Health officials in New York City have turned to Yelp to help them track down restaurants with dodgy hygiene practices, with reviews on the site pointing them to possible incidents of food poisoning.
The online city guide has long been popular with restaurant fans keen to share their thoughts and opinions on their various dining experiences, with any unfortunate post-meal regurgitations inevitably getting a mention in reviews – occasionally with more details than strictly necessary.
As many diners fail to report food poisoning incidents to the authorities, Yelp has turned out to be a particularly rich source of data for the city’s Department of Health and Mental Hygiene, which this week revealed it’s been running an ongoing pilot project involving the analysis of nearly 300,000 Yelp restaurant reviews in the New York City area.
The department worked with Columbia University to create software used to analyze 294,000 restaurant reviews across a nine-month period.
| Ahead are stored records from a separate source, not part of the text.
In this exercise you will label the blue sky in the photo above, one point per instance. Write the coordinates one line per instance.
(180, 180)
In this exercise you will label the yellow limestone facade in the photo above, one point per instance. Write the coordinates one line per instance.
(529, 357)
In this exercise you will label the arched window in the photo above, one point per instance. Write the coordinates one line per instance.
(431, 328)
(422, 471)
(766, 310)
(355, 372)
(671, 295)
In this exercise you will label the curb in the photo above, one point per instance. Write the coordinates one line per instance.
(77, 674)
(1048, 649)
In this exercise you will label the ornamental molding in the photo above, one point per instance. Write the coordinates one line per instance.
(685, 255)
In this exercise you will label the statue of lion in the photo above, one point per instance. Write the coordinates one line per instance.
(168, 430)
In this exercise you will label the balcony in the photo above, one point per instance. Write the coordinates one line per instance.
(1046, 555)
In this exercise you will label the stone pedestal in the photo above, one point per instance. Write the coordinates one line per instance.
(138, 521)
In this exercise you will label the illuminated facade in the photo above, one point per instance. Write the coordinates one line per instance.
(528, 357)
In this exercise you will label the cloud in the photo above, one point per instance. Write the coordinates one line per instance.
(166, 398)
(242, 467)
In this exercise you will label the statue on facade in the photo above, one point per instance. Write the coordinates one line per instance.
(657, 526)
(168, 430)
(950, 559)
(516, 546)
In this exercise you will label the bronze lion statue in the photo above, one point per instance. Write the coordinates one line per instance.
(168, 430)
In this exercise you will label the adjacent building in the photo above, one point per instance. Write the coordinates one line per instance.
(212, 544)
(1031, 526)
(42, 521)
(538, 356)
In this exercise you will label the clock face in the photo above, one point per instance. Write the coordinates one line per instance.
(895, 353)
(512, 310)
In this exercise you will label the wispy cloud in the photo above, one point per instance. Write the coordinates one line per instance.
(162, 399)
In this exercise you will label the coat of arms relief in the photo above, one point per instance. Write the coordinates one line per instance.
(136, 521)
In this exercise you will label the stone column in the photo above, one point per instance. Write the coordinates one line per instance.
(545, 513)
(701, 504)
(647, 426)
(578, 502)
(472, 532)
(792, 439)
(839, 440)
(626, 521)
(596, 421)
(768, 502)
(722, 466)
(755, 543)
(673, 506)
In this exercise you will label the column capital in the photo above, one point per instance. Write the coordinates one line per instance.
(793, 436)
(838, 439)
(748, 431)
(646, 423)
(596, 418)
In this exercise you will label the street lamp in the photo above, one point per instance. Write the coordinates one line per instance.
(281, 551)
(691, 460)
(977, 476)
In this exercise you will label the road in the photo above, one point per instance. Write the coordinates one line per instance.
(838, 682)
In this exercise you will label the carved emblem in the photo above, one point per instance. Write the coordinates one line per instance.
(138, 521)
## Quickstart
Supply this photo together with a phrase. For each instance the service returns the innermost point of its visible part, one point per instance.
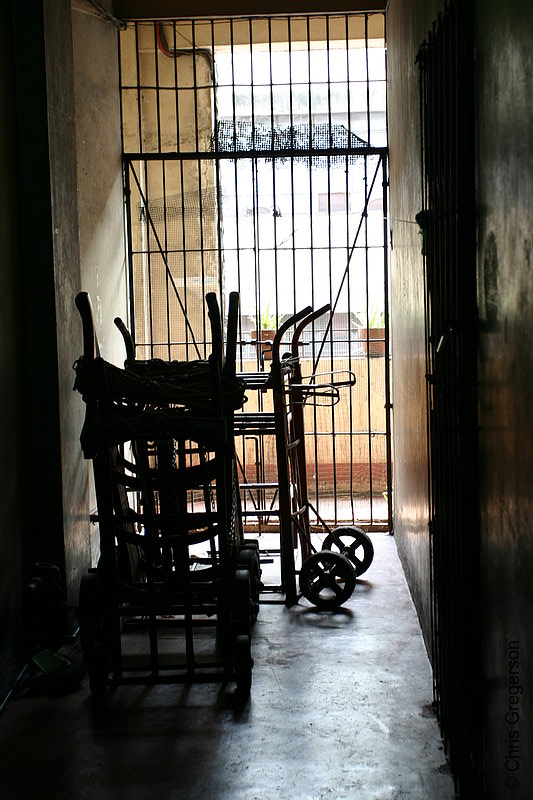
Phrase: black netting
(248, 137)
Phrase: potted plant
(269, 326)
(373, 336)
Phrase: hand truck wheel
(353, 543)
(327, 579)
(248, 558)
(241, 608)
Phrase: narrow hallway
(340, 708)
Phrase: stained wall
(504, 123)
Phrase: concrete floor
(340, 708)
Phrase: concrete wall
(100, 198)
(505, 288)
(99, 176)
(407, 26)
(504, 85)
(11, 367)
(44, 514)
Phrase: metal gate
(255, 160)
(448, 227)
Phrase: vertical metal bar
(349, 297)
(312, 250)
(388, 405)
(367, 82)
(330, 265)
(274, 162)
(138, 74)
(368, 382)
(163, 183)
(291, 122)
(199, 167)
(126, 166)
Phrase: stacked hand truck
(327, 575)
(160, 436)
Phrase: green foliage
(267, 320)
(376, 318)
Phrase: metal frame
(173, 163)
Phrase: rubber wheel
(242, 664)
(98, 668)
(249, 559)
(327, 579)
(241, 609)
(356, 546)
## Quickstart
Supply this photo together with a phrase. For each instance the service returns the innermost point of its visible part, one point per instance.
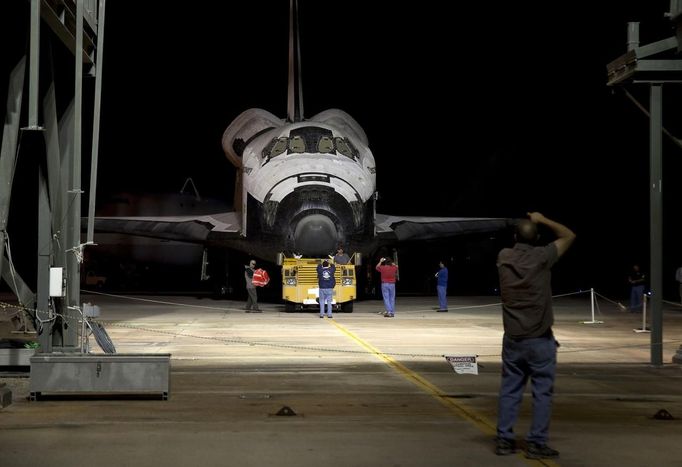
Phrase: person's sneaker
(505, 447)
(540, 451)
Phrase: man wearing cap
(252, 300)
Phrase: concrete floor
(365, 390)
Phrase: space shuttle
(304, 186)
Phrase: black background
(485, 109)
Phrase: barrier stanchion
(644, 328)
(592, 301)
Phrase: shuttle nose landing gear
(315, 235)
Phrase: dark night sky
(511, 97)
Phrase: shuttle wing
(408, 228)
(205, 229)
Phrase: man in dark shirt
(326, 283)
(528, 345)
(637, 285)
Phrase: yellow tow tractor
(300, 288)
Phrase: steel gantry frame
(79, 25)
(655, 65)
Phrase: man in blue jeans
(442, 286)
(637, 284)
(326, 283)
(528, 345)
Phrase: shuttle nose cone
(315, 235)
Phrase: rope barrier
(231, 341)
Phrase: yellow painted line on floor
(482, 423)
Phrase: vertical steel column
(96, 117)
(34, 61)
(43, 311)
(656, 221)
(74, 205)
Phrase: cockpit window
(325, 145)
(342, 147)
(297, 144)
(310, 139)
(279, 147)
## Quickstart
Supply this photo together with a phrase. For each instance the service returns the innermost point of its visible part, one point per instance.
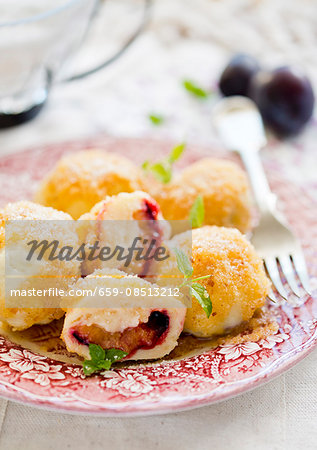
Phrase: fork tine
(301, 269)
(288, 271)
(272, 269)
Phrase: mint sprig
(197, 290)
(197, 212)
(195, 90)
(101, 359)
(156, 119)
(163, 170)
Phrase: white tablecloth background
(187, 38)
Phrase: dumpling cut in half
(30, 221)
(143, 327)
(121, 221)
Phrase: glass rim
(44, 15)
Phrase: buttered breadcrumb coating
(145, 327)
(60, 273)
(237, 285)
(80, 180)
(119, 220)
(223, 186)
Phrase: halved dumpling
(119, 221)
(30, 221)
(144, 327)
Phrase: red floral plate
(167, 386)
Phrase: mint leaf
(195, 90)
(96, 352)
(197, 212)
(176, 153)
(201, 294)
(101, 359)
(162, 172)
(115, 354)
(156, 119)
(183, 263)
(89, 367)
(146, 165)
(104, 365)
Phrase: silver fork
(240, 127)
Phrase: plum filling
(144, 336)
(151, 209)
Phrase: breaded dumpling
(237, 285)
(121, 220)
(145, 327)
(80, 180)
(223, 186)
(29, 224)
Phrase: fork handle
(264, 197)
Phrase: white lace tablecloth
(186, 39)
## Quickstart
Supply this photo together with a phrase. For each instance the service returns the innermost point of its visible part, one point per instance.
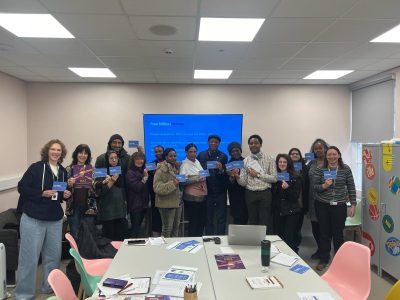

Besides tracking down the kinds of words you really don’t want to have to associate with food-related establishments (“sick”, “vomit” and “diarrhea” are given as examples by the health department), the software also pulls together reviews where two or more reports of illness are mentioned within a 12- to 36-hour time period at the same premises, providing health officials with enough data to further investigate possible outbreaks of food poisoning.
Yelp, which last year started adding hygiene scores to restaurant listings, has been particularly useful for the authorities as it enables them to contact affected diners for interviews to help build a case against an eatery that may be flouting public health laws.
The study has so far led to the discovery of three food poisoning outbreaks involving 16 people, the health department said, adding that none had been previously reported.
Following visits to the restaurants where the incidents had occurred, the authorities found one of the establishments to be playing host to a lot more than just diners, with a search of the premises turning up live roaches and evidence of “mouse activity” – a description which may lead many food fans to skip the ‘chocolate surprise’ dessert on their next restaurant visit.